Vetements Fall/Winter 2017-2018 Collection From Couture Fashion Week
“This season was a bit of an outburst of that kind of fascination with social uniforms and how people dress, dress codes,’ said creative director Demna Gvasalia after his show in an interview with WWD. “It’s something I always work with, more or less, but then we really decided to emphasize it and to study each look as a separate person, as a character.’
We come to expect a great deal of variety in a Vetements show, and the menswear fall 2017 show combining the womenswear lineup was no exception. And with that in mind, Gvasalia sent down the runway a series of models that embodied many different walks of life. He cast “real people’ to model the clothes, who came in at a variety of ages, clad in so many different fashions, as we would hope to see from the brand, as is their custom.

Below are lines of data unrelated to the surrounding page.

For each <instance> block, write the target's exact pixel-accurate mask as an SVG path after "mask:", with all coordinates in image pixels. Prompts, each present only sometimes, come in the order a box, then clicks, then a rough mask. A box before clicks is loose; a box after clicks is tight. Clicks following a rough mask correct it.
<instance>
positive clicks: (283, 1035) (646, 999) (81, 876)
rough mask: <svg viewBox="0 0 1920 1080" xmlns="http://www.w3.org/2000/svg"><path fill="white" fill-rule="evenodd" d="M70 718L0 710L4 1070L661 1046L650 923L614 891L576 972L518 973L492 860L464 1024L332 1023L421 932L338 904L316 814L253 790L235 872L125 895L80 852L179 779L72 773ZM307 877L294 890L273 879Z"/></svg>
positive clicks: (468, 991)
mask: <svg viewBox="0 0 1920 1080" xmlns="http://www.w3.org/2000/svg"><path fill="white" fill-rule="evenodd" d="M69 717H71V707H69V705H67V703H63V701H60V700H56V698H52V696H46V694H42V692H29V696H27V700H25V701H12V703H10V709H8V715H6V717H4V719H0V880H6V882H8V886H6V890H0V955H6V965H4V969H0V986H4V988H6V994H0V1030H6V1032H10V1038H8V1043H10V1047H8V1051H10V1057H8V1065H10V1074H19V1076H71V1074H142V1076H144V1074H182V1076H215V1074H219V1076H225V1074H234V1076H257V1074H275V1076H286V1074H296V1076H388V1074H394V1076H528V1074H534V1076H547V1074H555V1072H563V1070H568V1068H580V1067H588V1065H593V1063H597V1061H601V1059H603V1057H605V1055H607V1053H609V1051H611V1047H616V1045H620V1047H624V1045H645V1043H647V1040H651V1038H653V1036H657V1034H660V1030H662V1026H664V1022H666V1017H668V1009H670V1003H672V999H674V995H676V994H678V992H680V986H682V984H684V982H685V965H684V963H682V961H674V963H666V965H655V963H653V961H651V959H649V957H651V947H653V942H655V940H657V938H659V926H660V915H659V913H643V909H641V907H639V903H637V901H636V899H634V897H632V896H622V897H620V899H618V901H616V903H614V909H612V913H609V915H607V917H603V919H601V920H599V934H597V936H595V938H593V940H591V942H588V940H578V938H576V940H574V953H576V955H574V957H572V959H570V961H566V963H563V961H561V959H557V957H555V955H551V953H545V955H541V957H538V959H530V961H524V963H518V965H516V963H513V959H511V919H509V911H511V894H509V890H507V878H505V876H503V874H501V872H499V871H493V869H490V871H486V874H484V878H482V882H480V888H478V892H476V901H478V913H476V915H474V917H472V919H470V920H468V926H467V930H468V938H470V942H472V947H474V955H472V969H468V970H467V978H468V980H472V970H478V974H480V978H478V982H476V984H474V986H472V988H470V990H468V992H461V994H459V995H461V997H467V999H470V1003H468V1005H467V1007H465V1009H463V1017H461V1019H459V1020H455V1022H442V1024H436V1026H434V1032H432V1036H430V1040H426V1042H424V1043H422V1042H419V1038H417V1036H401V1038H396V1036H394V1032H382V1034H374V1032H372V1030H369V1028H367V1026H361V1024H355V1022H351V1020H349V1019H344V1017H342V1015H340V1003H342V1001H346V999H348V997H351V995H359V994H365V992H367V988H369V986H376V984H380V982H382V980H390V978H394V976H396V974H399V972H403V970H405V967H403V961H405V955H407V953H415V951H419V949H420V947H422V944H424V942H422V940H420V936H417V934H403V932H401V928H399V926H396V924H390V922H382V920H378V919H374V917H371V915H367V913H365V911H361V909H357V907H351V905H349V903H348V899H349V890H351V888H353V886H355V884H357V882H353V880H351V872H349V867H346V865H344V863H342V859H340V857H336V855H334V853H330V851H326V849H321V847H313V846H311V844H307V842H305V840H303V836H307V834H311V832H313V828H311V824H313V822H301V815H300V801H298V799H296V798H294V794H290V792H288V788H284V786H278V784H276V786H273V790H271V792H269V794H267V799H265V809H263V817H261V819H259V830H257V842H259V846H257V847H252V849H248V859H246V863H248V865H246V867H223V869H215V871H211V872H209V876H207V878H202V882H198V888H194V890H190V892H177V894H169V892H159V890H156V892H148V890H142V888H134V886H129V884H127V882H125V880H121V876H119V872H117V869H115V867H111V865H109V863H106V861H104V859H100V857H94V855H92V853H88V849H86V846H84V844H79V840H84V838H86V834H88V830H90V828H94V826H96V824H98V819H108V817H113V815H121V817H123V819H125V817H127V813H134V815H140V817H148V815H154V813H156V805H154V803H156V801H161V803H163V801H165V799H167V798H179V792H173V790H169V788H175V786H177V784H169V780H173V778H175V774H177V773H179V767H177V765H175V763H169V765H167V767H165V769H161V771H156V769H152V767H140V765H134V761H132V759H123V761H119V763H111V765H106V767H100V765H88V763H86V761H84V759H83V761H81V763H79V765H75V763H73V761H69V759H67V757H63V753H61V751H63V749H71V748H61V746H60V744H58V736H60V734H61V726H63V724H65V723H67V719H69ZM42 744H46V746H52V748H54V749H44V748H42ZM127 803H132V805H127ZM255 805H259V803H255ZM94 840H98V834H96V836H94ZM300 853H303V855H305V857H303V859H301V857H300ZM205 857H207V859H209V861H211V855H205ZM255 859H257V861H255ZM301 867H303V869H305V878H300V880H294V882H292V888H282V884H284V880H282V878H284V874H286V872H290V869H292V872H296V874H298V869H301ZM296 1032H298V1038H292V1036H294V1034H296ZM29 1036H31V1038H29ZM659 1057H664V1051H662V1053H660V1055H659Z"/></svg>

Invitations to the private show were sent in the form of fake IDs for the press with cards from different U.S. states and countries.
The clothes that walked the Vetements fall 2017 runway were a bit on the kooky side in many cases. Many of the ensembles looked like they could have been bought directly from a thrift shop, but of course the label knew just how to pull it off and make it a high fashion experience. Through the different outfits, Gvasalia managed to give each model an alter ego of their own, with a bit of a story that came through in the way each was styled.
For instance, an older woman who walked with on-trend silver hair sported a fur coat and pencil skirt with “cut here’ lines for shortening the skirt. This gave her the persona of an old vixen who never lost her touch ” even though the outfit was so mindlessly thrown together, she rocks it. It’s the confidence portrayed that makes it a winning look.
A subtly stunning gown was in a vibrant blue. With the way the garment is just wrapped around the body with tucks here and there, it seems to be an accidental silhouette, thrown together at the last minute (although it’s easy to tell that’s not actually the case). It’s a dress that would do well at any formal event, on any number of women.
A totally throwback goth look walked later, completed by styling with that stringy-straight black hair; a very oversized leather jacket was thrown on over stereotypical black skinnies, with a belt that we’ve all seen trying to come back as a goth trend. It stays right on track with the theme and name of the show.
Oversized sweatshirts, puffy raincoats, non-form fitting suiting, and pieced-together leather were notable garments that popped up as the show progressed, coming in each with a unique persona and style to represent. All had that thrift shop vibe, though!
None of these garment types, though, were as shocking as the last look, which was a full-on bridal gown that has connotations of a ghost or angel with the veil being all-encompassing. It’s difficult to see the model or her form through the many layers of the gown, but it made for a surprising and unique end to an engaging story of a runway show.